L.B. É importante que não se deixe fascinar pelo lado mais superficial da profissão e que tenha a noção de que é pedido um enorme sacrifício a quem quiser ser um bom profissional. Digo também que tem de ter a capacidade de encarar as adversidades com perseverança e com confiança nos ‘colegas de trabalho’. Também diria para não tentar ser chefe sem que a experiência de vida seja a suficiente para lhe dar o peso da autoridade, aspecto muito importante nesta profissão.

O Continente é uma marca de referência. O que pensa da qualidade dos seus produtos?

L.B. Felizmente, o Continente tem apostado muito no aumento de produtos certificados e mesmo de outros que, não o sendo, têm uma qualidade que é reconhecida por toda a gente.

Como vê essa constante aposta na qualidade e inovação do serviço?

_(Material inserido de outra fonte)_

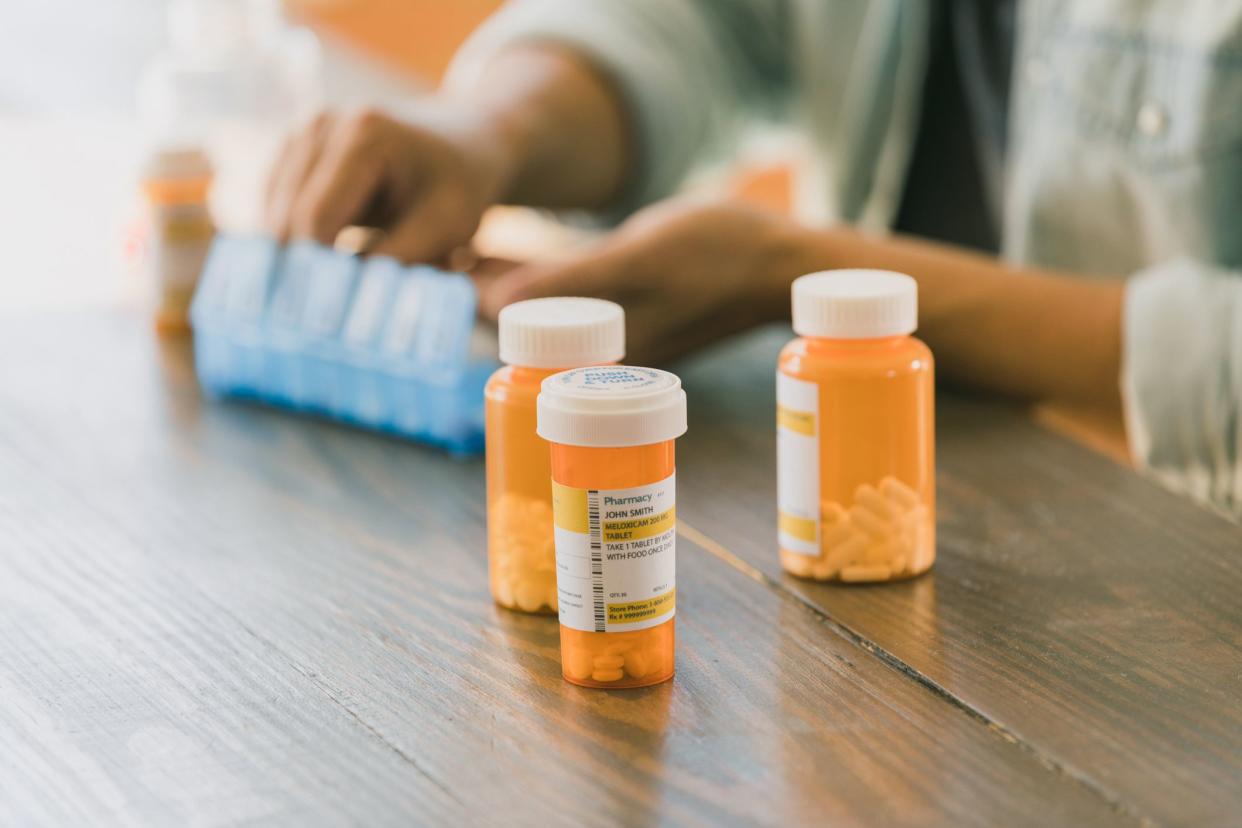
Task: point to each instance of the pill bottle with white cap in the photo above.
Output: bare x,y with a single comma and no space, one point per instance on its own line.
537,338
179,230
855,431
614,489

L.B. Por vezes qualifico a minha cozinha de “irrequieta” e sinto um certo paralelismo com a inovação que vou acompanhando no Continente. Sem dúvida, é um esforço de louvar.

A promoção do que Portugal tem de melhor é um dos compromisso do Continente. Nesse aspecto também há um paralelismo consigo...

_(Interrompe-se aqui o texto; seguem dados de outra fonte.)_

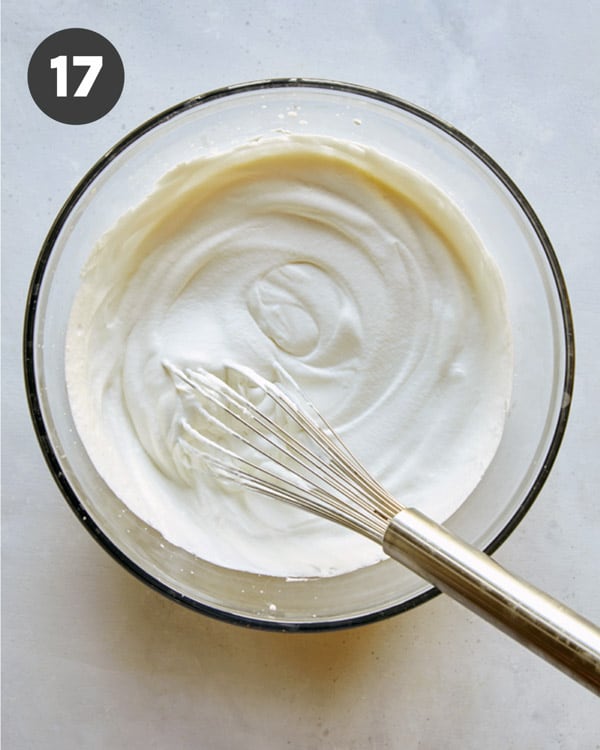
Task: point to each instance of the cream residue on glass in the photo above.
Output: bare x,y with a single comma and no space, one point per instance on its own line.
346,269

L.B. Devemos ter orgulho do nosso legado histórico e cultural. A gastronomia portuguesa é um gigante adormecido. Em termos internacionais e em certificação de produtos, só somos ultrapassados pela Itália. Por isso, devemos fazer um esforço se preservar esse legado. Por outro lado, há uma componente social na gastronomia, já que muitos produtos são feitos em comunidades locais e mesmo em família. Ao comprarmos esses produtos estamos a melhorar as condições de vida e a contribuir para a fixação das pessoas na sua região.

O Luís Baena também prepara produtos para o Continente. Explique-nos melhor esta experiência....

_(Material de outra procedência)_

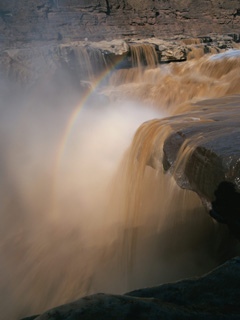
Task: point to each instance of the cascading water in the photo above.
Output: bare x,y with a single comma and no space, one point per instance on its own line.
85,203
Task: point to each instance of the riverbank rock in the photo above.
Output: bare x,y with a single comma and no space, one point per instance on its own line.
64,21
213,296
84,60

L.B. São os chamados produtos de 4ª e de 5ª gama, que consistem em refeições quase prontas, que o cliente pode finalizar em casa. E o trabalho que está a ser feito passa por revisitar as receitas portuguesas mais tradicionais. Queremos ir ao encontro do que “é nosso” e mais autêntico. Com tanta diversidade e qualidade que existe na “nossa cozinha”, não tenho dúvidas sobre o valor desta aposta e que o Continente está a desempenhar um papel muito importante na preservação da nossa cultura gastronómica. Para além dos menus que adapto e peparo para o Bom Bocado, as cafetarias e restaurantes do Grupo Sonae, também dou formação aos seus profissionais e estou a trabalhar no desenvolvimento de uma gama Premium de cozinha de autor.

Luís Baena

"As minhas tendências..."

3 produtos alimentares portugueses: Queijo de Azeitão DOP; enchidos em geral; Peixe, peixe e mais peixe.

3 vinhos: Prefiro referir regiões sem nomear as marcas (tenho muitos amigos envolvidos no negócio dos vinhos...) Madeira, Douro e Alentejo.

A personalidade que mais admiro: São várias, mas posso destacar o Oscar Wilde, mais pelo seu pensamento do que pela sua vida.

O livro que não esqueço: A Bíblia.

O filme que me marcou: Os Malditos, de Luchino Visconti.

A melhor viagem da minha vida: A próxima. Espero que supere a ida ao Peru.

A cidade de que mais gosto: Londres, Tóquio, Cuzco, Rio de Janeiro…

O que me inspira: A verdade.

Maior virtude: Perseverança.

Defeito: Intolerância.

É NO RESTAURANTE O MANIFESTO que o chefe Luís Baena coloca em prática toda a sua criatividade, numa cozinha que muitas vezes apelida de "irrequieta". Feito o balanço dos primeiros oito meses, considera que foi um passo muito positivo: "Tinha a noção de que a restauração atravessa tempos difíceis, mas o retorno que tive deixa-me confiante para continuar a avançar. A crítica especializada e a dos muitos clientes que me visitam também tem sido generosa. Sinto portanto que O Manifesto continua em crescimento e cheio de vontade de seguir pelos caminhos da inovação, tendo sempre como base os sabores tradicionais da gastronomia portuguesa.